Elachista albifrontella is a moth of the family Elachistidae found in Europe.

==Description==
The wingspan is 8–9 mm. The head is white with a conspicuously whitish forehead. Forewings are blackish; a somewhat oblique fascia before middle, sometimes interrupted, a tornal spot, and a rather larger triangular costal spot beyond it white. Hindwings dark grey. The larva is yellow-whitish; head pale brown; 2 with three rows of brown dots.

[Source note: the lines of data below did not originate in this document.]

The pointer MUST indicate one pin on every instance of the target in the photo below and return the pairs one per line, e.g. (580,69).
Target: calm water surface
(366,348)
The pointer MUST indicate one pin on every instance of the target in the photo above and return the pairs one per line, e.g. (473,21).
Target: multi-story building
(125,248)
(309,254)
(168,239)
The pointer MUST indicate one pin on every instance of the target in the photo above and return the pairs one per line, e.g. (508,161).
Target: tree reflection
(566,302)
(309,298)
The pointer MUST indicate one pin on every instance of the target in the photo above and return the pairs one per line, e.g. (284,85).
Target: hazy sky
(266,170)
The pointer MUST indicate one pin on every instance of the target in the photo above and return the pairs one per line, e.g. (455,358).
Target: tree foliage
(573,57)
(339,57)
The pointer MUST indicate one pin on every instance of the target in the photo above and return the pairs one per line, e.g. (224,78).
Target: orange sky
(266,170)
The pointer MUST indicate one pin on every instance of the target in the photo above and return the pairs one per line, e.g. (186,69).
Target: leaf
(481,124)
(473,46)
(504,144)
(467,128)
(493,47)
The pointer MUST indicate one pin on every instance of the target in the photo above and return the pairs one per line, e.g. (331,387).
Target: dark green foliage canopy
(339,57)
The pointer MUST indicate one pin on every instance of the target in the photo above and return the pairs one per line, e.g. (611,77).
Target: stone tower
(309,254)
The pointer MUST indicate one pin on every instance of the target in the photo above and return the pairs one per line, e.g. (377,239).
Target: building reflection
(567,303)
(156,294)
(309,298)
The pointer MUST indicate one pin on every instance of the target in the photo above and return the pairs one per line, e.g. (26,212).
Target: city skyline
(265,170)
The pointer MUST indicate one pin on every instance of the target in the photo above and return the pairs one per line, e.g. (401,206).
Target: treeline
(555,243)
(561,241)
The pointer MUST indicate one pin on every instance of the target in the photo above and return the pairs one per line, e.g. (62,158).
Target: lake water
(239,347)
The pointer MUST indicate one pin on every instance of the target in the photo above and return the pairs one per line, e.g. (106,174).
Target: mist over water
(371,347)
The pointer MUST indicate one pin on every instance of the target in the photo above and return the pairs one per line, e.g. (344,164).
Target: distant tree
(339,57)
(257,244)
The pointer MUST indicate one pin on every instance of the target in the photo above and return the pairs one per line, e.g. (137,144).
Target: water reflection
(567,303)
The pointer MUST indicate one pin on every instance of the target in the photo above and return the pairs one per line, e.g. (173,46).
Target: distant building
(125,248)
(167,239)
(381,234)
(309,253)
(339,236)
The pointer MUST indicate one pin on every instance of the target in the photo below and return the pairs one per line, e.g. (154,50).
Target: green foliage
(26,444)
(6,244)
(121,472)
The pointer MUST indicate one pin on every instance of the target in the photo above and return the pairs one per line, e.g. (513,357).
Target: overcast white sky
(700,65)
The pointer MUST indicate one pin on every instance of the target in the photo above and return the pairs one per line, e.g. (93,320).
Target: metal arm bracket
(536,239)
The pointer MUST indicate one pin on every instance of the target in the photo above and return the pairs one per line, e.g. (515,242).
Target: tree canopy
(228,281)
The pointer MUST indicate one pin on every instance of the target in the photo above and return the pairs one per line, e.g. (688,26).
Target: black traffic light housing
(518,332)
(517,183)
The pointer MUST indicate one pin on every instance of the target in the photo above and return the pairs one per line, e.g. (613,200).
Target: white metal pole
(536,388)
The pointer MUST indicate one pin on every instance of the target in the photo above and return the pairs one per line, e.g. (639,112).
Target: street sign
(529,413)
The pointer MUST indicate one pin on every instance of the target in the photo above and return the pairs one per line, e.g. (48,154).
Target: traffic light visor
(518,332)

They are on wing from June to July in one generation per year.

The larvae feed on velvet bent (Agrostis canina), meadow foxtail (Alopecurus pratensis), false oat-grass (Arrhenatherum elatius), oats (Avena species), Avenula pubescens, false-brome (Brachypodium sylvaticum), bromes (Bromus species), bunch grass (Calamagrostis arundinacea), Calamagrostis epigejos, Dactylis glomerata, Deschampsia cespitosa, Elymus repens, Festuca rubra, Holcus lanatus, Holcus mollis, Koeleria macrantha, Luzula pilosa, Milium effusum, Phalaris arundinacea, Phleum, Poa pratensis, rough meadow-grass (Poa trivialis), oatgrass (Trisetum species) and wheat (Triticum species). They mine the leaves of their host plant. Larvae can be found from September to May. Pupation takes place outside of the mine.

==Distribution==
It is found from Fennoscandia and northern Russia to the Pyrenees and Italy and from Ireland to Romania.